10 May 2019

Half of everything is IPA

Post two from the recent Rye River Rising festival is all about the pale ales, and variations thereon.

Hopfully ran a couple of pilot beers through its tap, beginning with a Hybrid Micro IPA at 2.4% ABV. Although this is a sickly looking yellowy white, it has absolutely nailed the texture, its body properly full, not watery. With Mosaic and Hallertau Blanc hops, it should have finished fruity but instead it's powerfully bitter, the flavour vegetal and green. The overall effect is akin to biting a raw hop pellet. I thought it wasn't bad at all, but the brewer didn't seem happy and replaced it quickly with...

Spelt Session IPA. We're up to 3% ABV here; still milky looking and still deftly avoiding thinness. Citra, Amarillo and Simcoe bring some classic American flavours to the table, yet without turning harsh as before. There's a gentle pithiness, and a zing of lemon tea, balanced by a crème caramel vanilla note. This is not the most exciting of beers, but very decent at what it does.

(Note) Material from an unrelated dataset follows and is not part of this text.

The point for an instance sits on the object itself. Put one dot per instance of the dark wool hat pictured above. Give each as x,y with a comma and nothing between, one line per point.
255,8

Before we go to New England and stay there, a trip to Hope's bar and a glass of Overnight Oats, an oatmeal IPA of 7% ABV, turbo-fermented with kveik. It's pale yellow with a full and quite greasy texture. Thankfully there's no alcohol heat, and I think that's because there's no room for it amongst the massive hops. The oiliness brings a sort of avocado effect to the flavour, and there's sharp guava and smooth mango alongside. This is uncompromisingly fresh and sharp, both a shouty wake-up call and a silken whisper. Iron fist in a velvet glove; that sort of thing. I liked it a lot.

The new Wicklow Wolf New England-style pale ale is called Avalanche. This arrived a deeper shade of orange and rather clearer than I was expecting. Idaho 7 and Azacca hops give it a stonefruit aroma: peach and white plum. There's a refreshing pith and peach skin juiciness, the light and quenching effect aided by a modest 4% ABV. In front of this is a more serious fried onion note and a waft of vanilla: both perfectly normal in this kind of beer but both I could do without. Still, the beer's overall easy-going nature means that these are just minor quibbles about a complex yet highly drinkable session beer.

Did someone mention juiciness? Third Barrel's latest is called Don't Blame It On The Juice, still modest at 5% ABV, made with more Idaho 7, more Citra and some Enigma because why not. Juicy? Actually, no, not really. The flavour explodes onto the palate with a hard dankness: fresh and bitter citrus oils; spiky, puckering and invigorating. A luxurious layer of vanilla is the only nod to Vermont here, adding more to the body than the taste; otherwise this is west coast undercover, and all the better for it, frankly.

Poor timing on my part meant I missed the imperial milk stout DOT was pouring but I did grab a glass of the double IPA, Pursuit of Juicy. This is the appropriate New England shade of beige. The aroma is mild, showing a little citrus and a little vanilla but not a lot of either. The texture is spot-on smooth for the style and there's a definite heat, appropriate to the strength. The flavour is... balanced, which I'm not sure is entirely appropriate to the style. There's a spritzy citrus, a kind of lime sorbet effect -- just acceptably hoppy enough, I think. In its favour there's none of the garlic or caraway which so often ruin these sorts of beers. The mildness may be disappointing to some, but I've come to be wary of New England-style double IPAs and this one treated me better than most.

Rye River are onto a winning model with this gig, and I hope they keep it going. Congrats to all who put it together and ran it so smoothly on the day.